There is a straight-forward definition that establishes the specific distinction between suspense and mystery in cinema, and it comes directly from the one who is considered unanimously the master of suspense, Alfred Hitchcock. The English director loved to simplify the topic in this way:

“Mystery is when the spectator knows less than the characters in the movie.
Suspense is when the spectator knows more than the characters in the movie.”

The fact that two terms often considered synonyms have actually two opposite definitions may surprise, but once you go deeper the difference is even enlightening. When it comes to mystery, who watches the film lacks something and doesn’t have the full picture of what he’s seeing. It’s a typical mechanism on crime movies, where something is hidden in the plot, whether it’s the identity of the murderer or something that explains what happened. The spectator is involved in the plot, he knows that in the end (when the director wants) he will understand what happened, but one thing is certain: the characters who made those things, they know very well what happened and why. Simply, the movie doesn’t reveal it to the spectator. From this point of view, the spectator is normally the one who knows less, compared to the characters in the movie. Typical examples are Agatha Christie’s stories, where there is a crime and there is definitely a culprit, who knows everything but tries until the end to keep it hidden, from everybody: spectators and investigator (if there is).

The mechanism of suspense, instead, shows the exact opposite concept: something in the film is about to happen, the characters involved are still unaware, but (this is the beautiful thing) the spectator has already the knowledge of what will happen. In this way you generate that mechanism of apprehension and anxiety that makes the spectator so involved. Those who watch the film see the characters still unaware of an imminent danger, and that danger is very clear to him. It worries him. The suspense will keep him glued to the screen until it will happen, and only then the spectator can discover the consequences.

One of Alfred Hitchcock’s most famous and successful suspense scenes is the sequence at the Royal Albert Hall in The Man Who Knew Too Much, and explains perfectly the mechanism: Hitchcock informs the spectator already in the first image of the film, after the head titles, that something important will happen after the crash of cymbals in an orchestra, even when the film is not yet started.
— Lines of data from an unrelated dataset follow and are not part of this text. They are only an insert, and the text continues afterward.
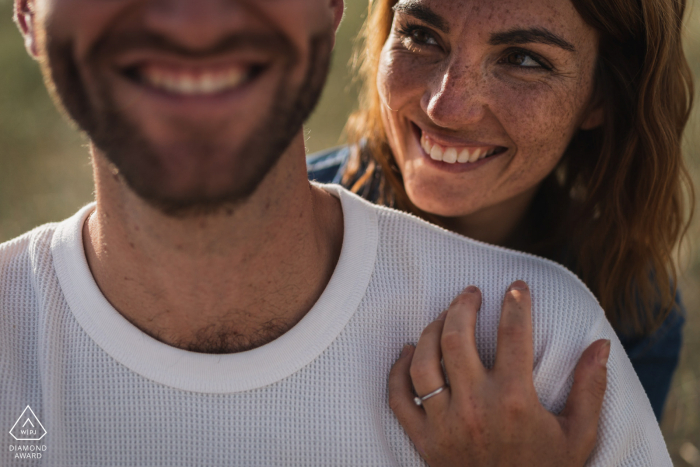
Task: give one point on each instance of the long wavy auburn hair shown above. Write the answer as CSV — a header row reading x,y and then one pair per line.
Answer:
x,y
621,198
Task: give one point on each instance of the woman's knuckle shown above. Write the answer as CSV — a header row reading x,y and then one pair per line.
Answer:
x,y
420,370
452,341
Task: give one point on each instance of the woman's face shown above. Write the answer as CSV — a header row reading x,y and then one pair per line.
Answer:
x,y
480,98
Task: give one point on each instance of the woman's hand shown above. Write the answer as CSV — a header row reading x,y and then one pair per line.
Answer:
x,y
493,417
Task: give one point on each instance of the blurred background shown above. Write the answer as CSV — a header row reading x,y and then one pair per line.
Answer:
x,y
45,176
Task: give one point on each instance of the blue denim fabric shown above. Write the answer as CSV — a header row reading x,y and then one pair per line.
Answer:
x,y
654,357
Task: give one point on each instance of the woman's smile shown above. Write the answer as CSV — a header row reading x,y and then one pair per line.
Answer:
x,y
454,154
481,100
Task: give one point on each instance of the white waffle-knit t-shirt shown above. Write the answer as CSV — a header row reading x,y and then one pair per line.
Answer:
x,y
109,395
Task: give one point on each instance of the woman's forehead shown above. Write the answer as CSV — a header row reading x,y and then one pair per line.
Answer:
x,y
558,18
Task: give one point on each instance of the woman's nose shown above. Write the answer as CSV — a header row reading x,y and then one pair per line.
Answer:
x,y
196,25
458,97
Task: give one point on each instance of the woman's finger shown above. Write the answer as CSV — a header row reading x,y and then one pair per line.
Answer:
x,y
514,353
426,369
411,417
458,341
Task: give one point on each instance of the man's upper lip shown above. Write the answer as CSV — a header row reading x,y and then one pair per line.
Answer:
x,y
167,60
453,141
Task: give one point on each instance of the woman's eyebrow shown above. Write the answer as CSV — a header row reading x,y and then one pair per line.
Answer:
x,y
523,36
423,13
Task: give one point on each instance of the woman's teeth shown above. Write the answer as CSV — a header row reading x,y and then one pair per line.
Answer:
x,y
200,83
454,154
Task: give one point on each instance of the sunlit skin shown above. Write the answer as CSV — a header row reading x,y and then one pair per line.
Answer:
x,y
213,281
457,74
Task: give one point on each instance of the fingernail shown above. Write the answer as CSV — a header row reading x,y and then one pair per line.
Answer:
x,y
604,353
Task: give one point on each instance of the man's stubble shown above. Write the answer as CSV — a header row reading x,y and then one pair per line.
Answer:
x,y
138,164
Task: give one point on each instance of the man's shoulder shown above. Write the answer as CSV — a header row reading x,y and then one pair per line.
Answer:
x,y
25,249
440,256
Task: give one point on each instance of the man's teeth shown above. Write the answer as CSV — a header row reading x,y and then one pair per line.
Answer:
x,y
454,154
189,84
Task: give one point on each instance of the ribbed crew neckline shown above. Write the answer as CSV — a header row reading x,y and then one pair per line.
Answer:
x,y
227,373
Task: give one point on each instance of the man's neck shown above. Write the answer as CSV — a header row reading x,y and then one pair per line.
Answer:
x,y
216,283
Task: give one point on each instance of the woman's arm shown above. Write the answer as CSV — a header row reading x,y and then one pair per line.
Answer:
x,y
493,417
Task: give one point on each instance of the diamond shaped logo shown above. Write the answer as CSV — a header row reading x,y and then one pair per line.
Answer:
x,y
28,427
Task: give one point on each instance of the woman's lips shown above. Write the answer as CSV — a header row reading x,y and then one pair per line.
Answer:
x,y
457,154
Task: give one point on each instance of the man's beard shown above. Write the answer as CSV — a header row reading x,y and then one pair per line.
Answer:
x,y
136,160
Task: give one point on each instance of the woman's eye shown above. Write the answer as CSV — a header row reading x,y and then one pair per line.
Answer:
x,y
421,36
523,60
414,36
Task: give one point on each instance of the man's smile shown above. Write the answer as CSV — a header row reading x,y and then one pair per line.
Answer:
x,y
192,80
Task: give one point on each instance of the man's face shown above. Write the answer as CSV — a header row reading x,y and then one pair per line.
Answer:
x,y
192,101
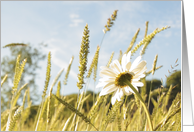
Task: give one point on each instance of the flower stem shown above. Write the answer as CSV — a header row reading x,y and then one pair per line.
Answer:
x,y
143,103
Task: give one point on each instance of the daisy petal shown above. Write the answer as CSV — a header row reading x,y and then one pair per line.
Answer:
x,y
128,66
107,73
115,65
137,83
109,88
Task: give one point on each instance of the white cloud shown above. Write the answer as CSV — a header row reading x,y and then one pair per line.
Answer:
x,y
75,20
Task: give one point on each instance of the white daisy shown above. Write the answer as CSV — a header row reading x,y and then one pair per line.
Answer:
x,y
113,78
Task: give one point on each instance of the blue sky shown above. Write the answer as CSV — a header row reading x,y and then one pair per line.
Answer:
x,y
60,24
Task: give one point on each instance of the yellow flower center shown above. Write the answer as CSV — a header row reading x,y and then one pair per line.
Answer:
x,y
121,78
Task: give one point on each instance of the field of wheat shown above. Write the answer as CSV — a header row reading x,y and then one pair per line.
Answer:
x,y
122,105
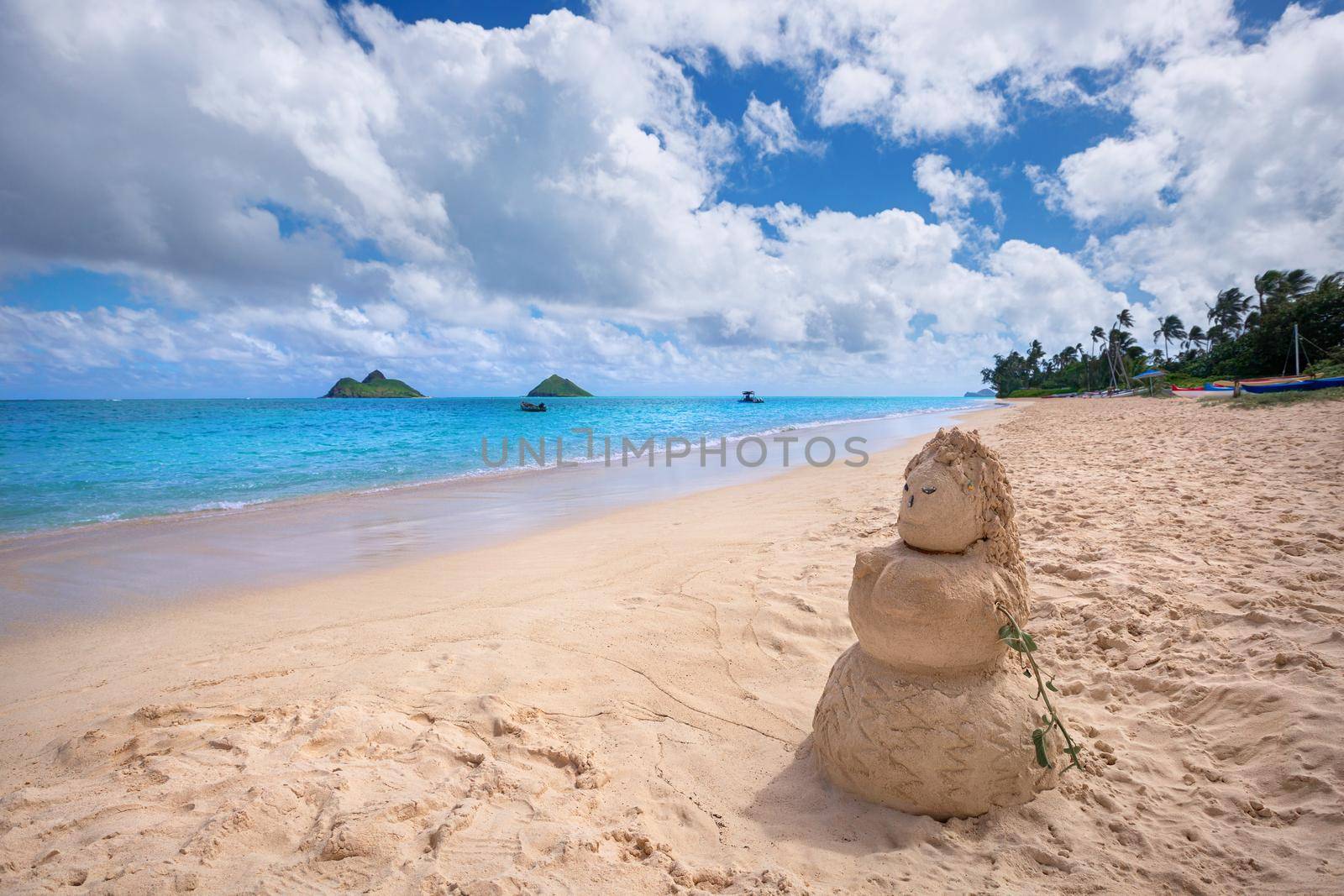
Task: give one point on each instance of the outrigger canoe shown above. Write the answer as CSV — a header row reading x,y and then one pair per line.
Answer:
x,y
1301,385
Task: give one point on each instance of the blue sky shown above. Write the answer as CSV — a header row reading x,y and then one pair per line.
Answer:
x,y
648,197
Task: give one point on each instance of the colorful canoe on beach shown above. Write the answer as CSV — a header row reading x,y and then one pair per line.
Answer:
x,y
1301,385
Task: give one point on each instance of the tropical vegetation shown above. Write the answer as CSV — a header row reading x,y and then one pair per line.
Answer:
x,y
373,385
1247,336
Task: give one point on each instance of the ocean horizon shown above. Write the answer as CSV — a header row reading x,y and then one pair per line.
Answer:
x,y
71,463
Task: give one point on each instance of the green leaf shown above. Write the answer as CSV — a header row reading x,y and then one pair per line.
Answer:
x,y
1038,739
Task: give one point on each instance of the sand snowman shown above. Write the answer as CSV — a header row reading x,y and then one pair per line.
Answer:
x,y
927,714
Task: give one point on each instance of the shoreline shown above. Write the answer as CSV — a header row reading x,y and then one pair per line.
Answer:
x,y
161,559
205,510
624,705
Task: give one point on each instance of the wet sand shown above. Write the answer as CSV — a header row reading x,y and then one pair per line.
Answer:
x,y
143,563
624,705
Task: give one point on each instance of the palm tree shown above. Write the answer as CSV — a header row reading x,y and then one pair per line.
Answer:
x,y
1196,335
1265,285
1227,309
1171,328
1294,285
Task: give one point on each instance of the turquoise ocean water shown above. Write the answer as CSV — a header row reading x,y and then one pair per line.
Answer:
x,y
87,461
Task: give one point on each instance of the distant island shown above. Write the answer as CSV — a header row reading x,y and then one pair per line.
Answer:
x,y
374,385
557,385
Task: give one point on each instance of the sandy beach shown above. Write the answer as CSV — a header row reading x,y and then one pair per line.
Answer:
x,y
625,705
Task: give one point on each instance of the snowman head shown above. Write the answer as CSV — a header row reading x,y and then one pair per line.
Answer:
x,y
956,496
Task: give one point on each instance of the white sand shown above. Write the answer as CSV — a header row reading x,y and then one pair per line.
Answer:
x,y
622,705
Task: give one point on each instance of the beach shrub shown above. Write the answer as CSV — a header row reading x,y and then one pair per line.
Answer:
x,y
1018,640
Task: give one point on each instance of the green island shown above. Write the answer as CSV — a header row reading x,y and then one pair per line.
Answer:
x,y
374,385
557,385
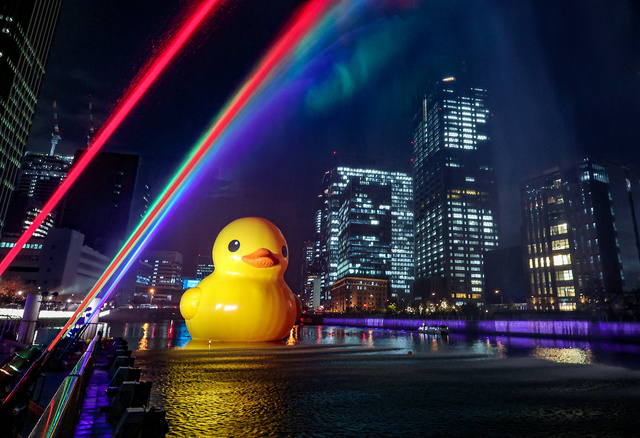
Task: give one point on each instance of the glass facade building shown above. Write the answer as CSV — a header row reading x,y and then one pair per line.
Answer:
x,y
26,33
456,219
366,222
570,232
40,176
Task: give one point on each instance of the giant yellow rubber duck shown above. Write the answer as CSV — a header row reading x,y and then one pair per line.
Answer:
x,y
246,298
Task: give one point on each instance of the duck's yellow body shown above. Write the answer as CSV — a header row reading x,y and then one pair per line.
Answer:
x,y
246,298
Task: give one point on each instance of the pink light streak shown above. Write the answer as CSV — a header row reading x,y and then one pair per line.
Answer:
x,y
270,65
137,91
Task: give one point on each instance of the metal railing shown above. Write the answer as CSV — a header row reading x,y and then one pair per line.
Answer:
x,y
61,415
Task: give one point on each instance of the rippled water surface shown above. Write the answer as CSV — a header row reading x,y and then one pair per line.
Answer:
x,y
332,381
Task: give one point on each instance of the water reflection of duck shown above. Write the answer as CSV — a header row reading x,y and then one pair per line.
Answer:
x,y
433,329
246,298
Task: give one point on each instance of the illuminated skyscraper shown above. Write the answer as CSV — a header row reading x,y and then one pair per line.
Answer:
x,y
26,34
40,176
572,218
367,228
456,216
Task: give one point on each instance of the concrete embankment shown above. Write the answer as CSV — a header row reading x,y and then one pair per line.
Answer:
x,y
615,331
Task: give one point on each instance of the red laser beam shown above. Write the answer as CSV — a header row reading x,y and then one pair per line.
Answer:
x,y
137,91
283,47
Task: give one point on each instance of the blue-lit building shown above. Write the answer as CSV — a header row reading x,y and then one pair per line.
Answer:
x,y
27,32
456,217
365,218
40,176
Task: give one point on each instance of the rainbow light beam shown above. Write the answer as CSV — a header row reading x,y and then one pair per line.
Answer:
x,y
137,90
271,64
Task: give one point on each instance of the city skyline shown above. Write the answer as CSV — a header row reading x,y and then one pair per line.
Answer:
x,y
537,103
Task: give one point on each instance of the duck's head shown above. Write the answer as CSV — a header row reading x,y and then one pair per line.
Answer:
x,y
252,247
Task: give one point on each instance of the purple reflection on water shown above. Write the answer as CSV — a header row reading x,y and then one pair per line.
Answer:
x,y
619,331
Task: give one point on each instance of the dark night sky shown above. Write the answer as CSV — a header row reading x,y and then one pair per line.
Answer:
x,y
563,79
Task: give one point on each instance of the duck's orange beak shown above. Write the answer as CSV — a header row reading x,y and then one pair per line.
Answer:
x,y
261,258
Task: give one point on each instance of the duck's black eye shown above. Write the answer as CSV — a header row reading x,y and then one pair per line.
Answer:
x,y
234,245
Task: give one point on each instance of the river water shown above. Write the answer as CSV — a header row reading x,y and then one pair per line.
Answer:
x,y
353,382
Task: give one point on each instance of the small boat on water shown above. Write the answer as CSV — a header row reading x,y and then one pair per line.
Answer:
x,y
433,329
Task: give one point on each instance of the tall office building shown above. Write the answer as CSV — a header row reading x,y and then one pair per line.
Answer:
x,y
307,273
101,202
571,224
456,219
164,280
40,176
367,228
26,34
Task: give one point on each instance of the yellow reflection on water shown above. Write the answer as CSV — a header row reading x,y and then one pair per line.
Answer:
x,y
564,355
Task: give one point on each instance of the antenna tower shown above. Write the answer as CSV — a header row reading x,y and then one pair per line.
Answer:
x,y
55,137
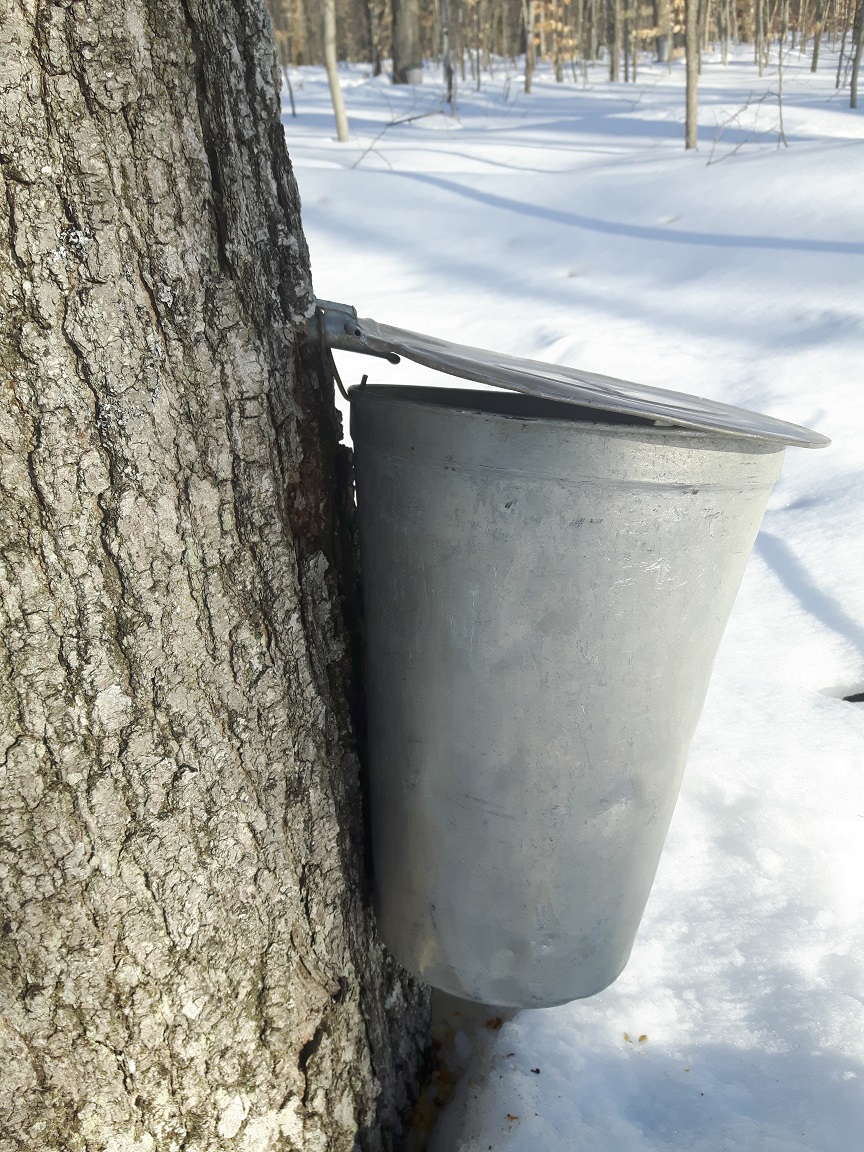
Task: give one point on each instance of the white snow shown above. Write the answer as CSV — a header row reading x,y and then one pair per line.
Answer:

During the vision, he discovers that a killer has been hired to kill a prime minister present in the audience, and the shot will take place on the cymbals crash, in order to avoid the panic. At a certain point the concert begins, with that wonderful crescendo conceived by Bernard Herrmann, and the spectator already knows everything about what is going to happen. He even knows perfectly the extract of the composition where the cymbals will come, he listened to it many times together with the killer, earlier in the movie. He knows also that the protagonists are present in the hall and will try to avoid that shot. And he’s the only one with so much knowledge: neither the prime minister nor the police present in the theater, nor Doris Day knows what will happen exactly. Only the spectator has been made aware of everything, and this will make him drowning in suspense until the cymbals come.

Simply masterful.

In order to understand the concept even better, Hitchcock used to explain the difference between suspense and surprise with an example that even a kid would understand:

“There is a distinct difference between “suspense” and “surprise,” and yet many pictures continually confuse the two. I’ll explain what I mean.

We are now having a very innocent little chat. Let’s suppose that there is a bomb underneath this table between us. Nothing happens, and then all of a sudden, “Boom!” There is an explosion. The public is surprised, but prior to this surprise, it has seen an absolutely ordinary scene, of no special consequence. Now, let us take a suspense situation. The bomb is underneath the table and the public knows it, probably because they have seen the anarchist place it there. The public is aware the bomb is going to explode at one o’clock and there is a clock in the decor. The public can see that it is a quarter to one. In these conditions, the same innocuous conversation becomes fascinating because the public is participating in the scene. The audience is longing to warn the characters on the screen: “You shouldn’t be talking about such trivial matters. There is a bomb beneath you and it is about to explode!”

In the first case we have given the public fifteen seconds of surprise at the moment of the explosion. In the second we have provided them with fifteen minutes of suspense.”

Which matches with another famous Hitchcock quote:

“There is no terror in the bang, only in the anticipation of it.”

This typical mix of sharp irony and directing skills is what makes Hitchcock one of the undisputed references for all the filmmakers that will come after him.